Big deal, I can hear the bean counters saying,
why should the government be supporting farmer education in the first place? Well, for starters, because the average age of the American farmer is 57-years-old, and the largest cohort of farmers are 65 and older. Within the next decade this country is going to experience a wave of farmer retirements. We desperately need new growers to fill their places, and the Farm & Garden Apprenticeship has a proven track record of giving people the skills they need to become successful organic farmers.
As Bernau points out, the impending tuition increase is yet another example of how government austerity measures fall hardest on an already struggling middle class. If tuition skyrockets to more than $12,000 a summer, the elite will probably still be able to afford the program, and some half dozen of the poorest applicants will still receive scholarships. But everyone else will be turned off by the high prices, bad news for a sustainable food movement already struggling to shed the image of being the exclusive project of the affluent. “If you keep raising tuition, we are going to be pricing people out,” Bernau told me.
I know I couldn’t have done the program at the $12,000 price. I doubt very much that my buddy Matt McCue, who now runs
Shooting Star CSA , could have swung that tuition. McCue had finished a combat tour in Iraq before coming to the Apprenticeship and his Army wages wouldn’t have been enough. Same with Robyn “Rose” Hosey, a working class gal from Pennsylvania who now works at
Morning Glory Farm, one of the most successful organic farms in Massachusetts. Thinking about the alternate universe in which Hosey or McCue couldn’t have afforded the Apprenticeship is like imagining the agrarian version of “It’s a Wonderful Life”—only in this case the bastard Mr. Potter triumphs and the world is the worse off for it.

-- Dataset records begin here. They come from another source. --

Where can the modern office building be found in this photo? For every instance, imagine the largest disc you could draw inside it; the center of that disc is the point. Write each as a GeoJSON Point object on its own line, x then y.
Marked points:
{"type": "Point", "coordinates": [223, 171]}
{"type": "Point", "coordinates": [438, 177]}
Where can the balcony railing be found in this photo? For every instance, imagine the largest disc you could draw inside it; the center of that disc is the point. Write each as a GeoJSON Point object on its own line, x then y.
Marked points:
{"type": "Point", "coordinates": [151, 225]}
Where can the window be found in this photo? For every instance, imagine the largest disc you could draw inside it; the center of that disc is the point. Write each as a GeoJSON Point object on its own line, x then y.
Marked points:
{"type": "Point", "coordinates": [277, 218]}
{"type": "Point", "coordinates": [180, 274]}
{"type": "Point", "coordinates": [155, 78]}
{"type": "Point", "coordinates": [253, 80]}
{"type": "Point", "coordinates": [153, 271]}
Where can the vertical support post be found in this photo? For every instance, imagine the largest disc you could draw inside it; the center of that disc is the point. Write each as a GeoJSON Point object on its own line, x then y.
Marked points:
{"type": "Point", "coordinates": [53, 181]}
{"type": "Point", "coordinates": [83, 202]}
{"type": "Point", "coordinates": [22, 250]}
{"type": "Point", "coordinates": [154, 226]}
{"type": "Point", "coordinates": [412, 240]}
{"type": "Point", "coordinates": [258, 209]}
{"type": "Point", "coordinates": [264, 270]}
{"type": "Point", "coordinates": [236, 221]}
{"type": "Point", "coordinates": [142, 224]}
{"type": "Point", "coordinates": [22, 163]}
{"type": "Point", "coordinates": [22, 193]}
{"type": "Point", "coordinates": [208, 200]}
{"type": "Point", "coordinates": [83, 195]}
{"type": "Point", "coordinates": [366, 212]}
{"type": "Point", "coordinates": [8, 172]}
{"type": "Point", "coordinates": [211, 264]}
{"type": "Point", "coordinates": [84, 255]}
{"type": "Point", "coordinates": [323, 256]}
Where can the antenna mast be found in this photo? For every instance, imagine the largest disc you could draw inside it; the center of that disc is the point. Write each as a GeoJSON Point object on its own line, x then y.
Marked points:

The way Bernau sees it, the tuition increase isn’t just a threat to farming education, but is also an assault on the broader principle of public education. “I believe the cost of education cannot and should not be borne entirely on the students’ backs,” he said. “The cost of educating an apprentice is $13,000 per student per year. So the tuition for 2013 is supposed to be $12,800. Even at elite, private universities, the full costs of education are not borne by the students. And certainly at a public institution there is a public role and a public responsibility to bear some of those costs, because the benefits from that education are accrued by all of society.”
In the case of the Apprenticeship education, the benefit is obvious and tangible: Real food, grown by people with a commitment to environmental stewardship and social justice. For more than 40 years, Apprenticeship alumni have been at the forefront of the movement to create sustainable food systems. Surely that’s a public good, one that deserves to be supported by the public purse.